Heit told NAL he has already made up his mind how feels about that idea.
“It would be an amendment I would not accept as part of my motion,” said Heit, adding that those costs are covered by local municipalities, and are therefore the business of local municipalities and the people they represent.
In that spirit, let’s get back to the motion at hand and find out if the NPCA’s board of directors – 10 of who are appointed members of Niagara’s regional council – are the champions of openness and transparency as they so frequently claim to be.
There is an Ontario Auditor General’s review of the NPCA’s operations going on right now, and that might ultimately tell us how much staff buyouts have cost taxpayers in recent years. But why wait for that?
Just be up front and make the case for an argument the board’s chair, Fort Erie regional councillor Sandy Annuziata and other area councillors and mayors on that board have put forward when others have argued that we need to appoint fewer politicians and more citizens with a background in conservation or environmental protection to the board.
Prove to us that it is better to have elected politicians appointed to the board because, as your argument goes, they are more accountable to the people, by disclosing how much we, the people, have paid for what could add up to more than two dozen buyouts over the past four years.
Heit will be tabling his motion for approve this coming Thursday, March 1st and one thing you can do as a citizen of Niagara is contact your representatives on regional council as soon as possible by email or phone and demand that they support this motion. Make it clear that taxpayers have a fundamental right to know how much of our money has been spent on all of these staff buyouts.
For information on who your regional councillors are and contact information for them, click on the following link –– https://www.niagararegion.ca/government/council/profiles/default.aspx .

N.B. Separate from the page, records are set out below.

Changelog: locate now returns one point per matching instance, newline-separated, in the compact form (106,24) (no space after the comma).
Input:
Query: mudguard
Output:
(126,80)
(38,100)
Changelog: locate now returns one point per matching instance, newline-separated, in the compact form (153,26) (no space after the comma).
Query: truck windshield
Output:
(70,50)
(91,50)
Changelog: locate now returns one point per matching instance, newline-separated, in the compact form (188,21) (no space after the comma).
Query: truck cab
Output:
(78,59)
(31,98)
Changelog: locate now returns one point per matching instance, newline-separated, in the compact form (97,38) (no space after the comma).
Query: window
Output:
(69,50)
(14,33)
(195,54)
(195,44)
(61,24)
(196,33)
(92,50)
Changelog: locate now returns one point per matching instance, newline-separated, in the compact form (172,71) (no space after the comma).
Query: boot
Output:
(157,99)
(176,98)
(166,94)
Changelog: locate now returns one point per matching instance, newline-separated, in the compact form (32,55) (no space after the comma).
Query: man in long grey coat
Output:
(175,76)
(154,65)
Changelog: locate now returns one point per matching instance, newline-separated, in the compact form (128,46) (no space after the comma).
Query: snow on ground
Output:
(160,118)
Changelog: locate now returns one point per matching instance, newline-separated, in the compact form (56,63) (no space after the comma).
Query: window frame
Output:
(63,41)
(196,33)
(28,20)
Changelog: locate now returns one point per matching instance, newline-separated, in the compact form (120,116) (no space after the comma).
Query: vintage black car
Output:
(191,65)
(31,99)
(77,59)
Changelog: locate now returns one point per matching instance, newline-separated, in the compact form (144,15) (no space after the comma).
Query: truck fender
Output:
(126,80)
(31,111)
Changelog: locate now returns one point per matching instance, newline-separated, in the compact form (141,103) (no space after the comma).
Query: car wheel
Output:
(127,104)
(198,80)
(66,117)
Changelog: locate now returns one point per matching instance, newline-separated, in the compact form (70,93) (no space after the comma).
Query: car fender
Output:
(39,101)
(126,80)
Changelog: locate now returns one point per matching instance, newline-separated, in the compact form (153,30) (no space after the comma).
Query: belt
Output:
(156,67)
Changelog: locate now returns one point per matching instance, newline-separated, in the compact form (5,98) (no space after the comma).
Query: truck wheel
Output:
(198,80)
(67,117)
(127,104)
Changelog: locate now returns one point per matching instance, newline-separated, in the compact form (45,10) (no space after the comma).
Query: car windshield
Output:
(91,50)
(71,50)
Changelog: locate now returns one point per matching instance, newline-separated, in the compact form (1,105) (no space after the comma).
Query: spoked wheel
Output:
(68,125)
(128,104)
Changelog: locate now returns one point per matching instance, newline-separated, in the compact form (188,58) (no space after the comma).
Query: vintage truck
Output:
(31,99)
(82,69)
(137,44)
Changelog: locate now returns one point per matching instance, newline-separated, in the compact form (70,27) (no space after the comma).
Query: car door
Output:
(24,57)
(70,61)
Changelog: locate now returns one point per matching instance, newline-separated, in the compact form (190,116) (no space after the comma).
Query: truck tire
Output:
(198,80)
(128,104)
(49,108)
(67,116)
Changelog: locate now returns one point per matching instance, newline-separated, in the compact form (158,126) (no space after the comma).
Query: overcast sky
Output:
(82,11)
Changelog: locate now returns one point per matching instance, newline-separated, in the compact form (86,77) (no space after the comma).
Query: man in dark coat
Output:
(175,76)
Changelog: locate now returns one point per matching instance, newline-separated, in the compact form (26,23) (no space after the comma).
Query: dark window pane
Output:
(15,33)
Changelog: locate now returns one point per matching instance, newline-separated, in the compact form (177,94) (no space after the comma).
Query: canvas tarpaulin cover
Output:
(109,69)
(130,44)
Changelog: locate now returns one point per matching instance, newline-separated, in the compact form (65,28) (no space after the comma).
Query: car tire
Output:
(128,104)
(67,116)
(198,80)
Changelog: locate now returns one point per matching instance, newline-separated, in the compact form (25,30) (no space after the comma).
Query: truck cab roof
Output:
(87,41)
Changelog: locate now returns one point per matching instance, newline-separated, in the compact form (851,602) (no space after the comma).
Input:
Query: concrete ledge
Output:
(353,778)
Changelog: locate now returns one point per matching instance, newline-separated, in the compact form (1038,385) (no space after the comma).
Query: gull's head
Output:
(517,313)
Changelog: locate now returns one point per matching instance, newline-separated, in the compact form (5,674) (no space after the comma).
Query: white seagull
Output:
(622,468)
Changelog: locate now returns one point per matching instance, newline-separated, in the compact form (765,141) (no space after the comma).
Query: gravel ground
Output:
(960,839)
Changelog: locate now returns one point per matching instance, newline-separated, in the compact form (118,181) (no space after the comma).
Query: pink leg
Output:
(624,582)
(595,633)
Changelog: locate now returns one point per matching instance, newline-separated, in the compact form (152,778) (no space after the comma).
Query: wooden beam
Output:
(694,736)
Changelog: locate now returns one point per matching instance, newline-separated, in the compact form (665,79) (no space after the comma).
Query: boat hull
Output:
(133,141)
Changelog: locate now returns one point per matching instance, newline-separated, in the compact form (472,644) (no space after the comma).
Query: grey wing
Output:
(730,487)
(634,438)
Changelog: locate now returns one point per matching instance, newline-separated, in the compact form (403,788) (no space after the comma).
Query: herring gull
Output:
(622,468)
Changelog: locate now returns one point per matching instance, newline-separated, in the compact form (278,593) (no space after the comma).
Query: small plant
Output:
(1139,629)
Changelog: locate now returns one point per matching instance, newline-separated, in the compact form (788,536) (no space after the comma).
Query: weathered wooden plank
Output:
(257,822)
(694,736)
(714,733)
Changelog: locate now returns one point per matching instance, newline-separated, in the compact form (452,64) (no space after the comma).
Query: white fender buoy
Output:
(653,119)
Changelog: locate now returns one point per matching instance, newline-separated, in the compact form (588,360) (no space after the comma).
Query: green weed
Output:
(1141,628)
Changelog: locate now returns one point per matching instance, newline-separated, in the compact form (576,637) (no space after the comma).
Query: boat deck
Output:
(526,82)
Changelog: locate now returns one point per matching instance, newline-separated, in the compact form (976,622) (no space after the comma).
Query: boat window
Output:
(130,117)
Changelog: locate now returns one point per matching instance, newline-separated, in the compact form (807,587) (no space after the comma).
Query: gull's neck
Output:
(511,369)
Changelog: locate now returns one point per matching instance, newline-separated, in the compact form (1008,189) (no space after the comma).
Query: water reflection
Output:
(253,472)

For our reader’s information, here is the full text of motion St. Catharines regional councillor Brian Heit plans to table –
Whereas a significant number of Niagara Residents and Local Area Municipal Councils have come forward and expressed concerns over the Niagara Peninsula Conservation Authority’s finances, operations, and business dealings;
Whereas a significant number of Niagara Residents continue to come forward and express concerns over the excessive retirement packages for former employees of the Region and our ABC’s;
Whereas the Niagara Peninsula Conservation Authority developed a Strategic Plan in 2014 to guide the organization in the future;
Whereas the 2014-2017 Strategic plan states the importance of Transparent Governance and Enhanced Accountability;
Whereas the Strategic Plan looked at a number of internal processes and staff changes to meet customer needs and deliver regulatory services;
Whereas in the past 4 years the Niagara Peninsula Conservation Authority’s restructuring has resulted in dozens of staff being fired, retiring, quitting, contracts not being extended, & or otherwise released;
Whereas a number of these employees have received retirement packages, severance packages, as well as damages at great public expense;
Whereas the Niagara Region contributes over 82% of the Municipal Levy to the Niagara Peninsula Conservation Authority;
Whereas the majority of the NPCA Board members are also members of Regional Government;
Whereas the NPCA chair has stated his commitment to openness, accountability and transparency;
Therefore be it resolved:
That Niagara Region request the Niagara Peninsula Conservation Authority submit the 2014, 2015, 2016, and 2017 costs associated with severance including but not limited to severances, wages paid, wages paid in lieu of notice, retirement packages, arbitration, personnel court cases, bonuses, and damages to Regional Council by June 6th, 2018.